Some 23 million hectares of fertile farmland is currently not being used in Russia. Much of this land is in the coveted Black Earth Region. In the early 1990s, after the fall of the Soviet Union, collectives everywhere went bankrupt, and the country was forced to import grain.
(Excerpt) Read more at spiegel.de ...
A number of these German immigrants migrated to North Dakota.
And in 50 years, they will re-collectivize these farms and murder the descendents of those moving there now.
Amazing, Russia is trying ot build it’s country and we are trying to destroy ours.

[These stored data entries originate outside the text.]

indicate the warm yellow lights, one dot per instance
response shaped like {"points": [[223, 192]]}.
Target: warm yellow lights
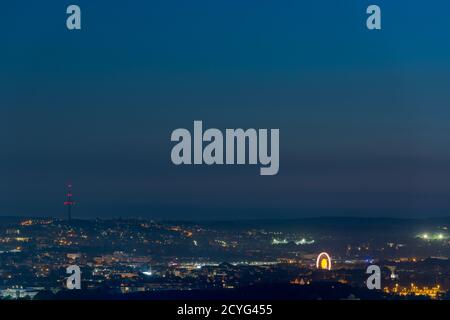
{"points": [[323, 261]]}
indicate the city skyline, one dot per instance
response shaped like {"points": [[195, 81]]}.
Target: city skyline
{"points": [[362, 114]]}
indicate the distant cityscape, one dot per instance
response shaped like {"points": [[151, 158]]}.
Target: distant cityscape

***In the 18th century, Catherine the Great invited German farmers to come to Russia and cultivate the land.***
And what did Stalin do to these German speaking Russians when WWII broke out? It wasn’t pretty.
And you know this how?
They also migrated in large numbers to Western Kansas.
I was once at our gun club, shooting a gorgeous old Argentine Mauser. It was made in 1909 by DWM in Berlin and the workmanship was off the charts.
Anyway there were a couple of other shooters at the range and they came over and we talked for a while. I showed them the old Mauser and they laughed and began talking in German clearly impressed with it.
These people had been in America since around the 1890s and they still could speak German.
Being a descendent of those myself, but ones immigrating to South Dakota, my great grandmother once recalled to me how soldiers came to concript the men for some war, when they had supposedly been guaranteed exemption from such service. Those refusing were lined up in a ditch and shot. I wouldn’t put too much faith in Russian agreements, knowing their history.
ummm... History?
Finally the ‘living space’ they were promised back in the 1940’s!
The murders of large numbers of prosperous ethnic-German farmers in the 1930s under Stalin made their relatives back in Germany extremely nervous about Communists, and led to support of Hitler as the only leader willing to fight them.
From: http://en.wikipedia.org/wiki/Lincoln,_Nebraska
” North Bottoms: Directly north of UNL’s downtown campus, the North Bottoms is an area in the floodplain of Salt Creek that holds many smaller houses now rented by a large number of UNL students. Its proximity to Memorial stadium combined with a high student population makes it one of the main tailgating headquarters during NE college football home games. It was originally the northern part of the “German” or “Russian” bottoms settled by Volga-German refugees from Russia.”
Many Russian Germans that came without money to buy farm land settled here.
They were Stalin’s Kulaks.
History is a fickle mistress.
They’ve been trying to do land reform since over 100 years ago.
Everything old is new again. If they manage to get that land under private ownership, that will be a huge step forward.
A mile or so south of there you will find the ‘Germans from Russia’ museum.
FYI
Somebody ought to check to see if German farmers would have any interest in buying Detroit.
So Adolph finally wins?
Somebody tell the folks over at the Hitler
Channel (DTV Ch287). They need to know.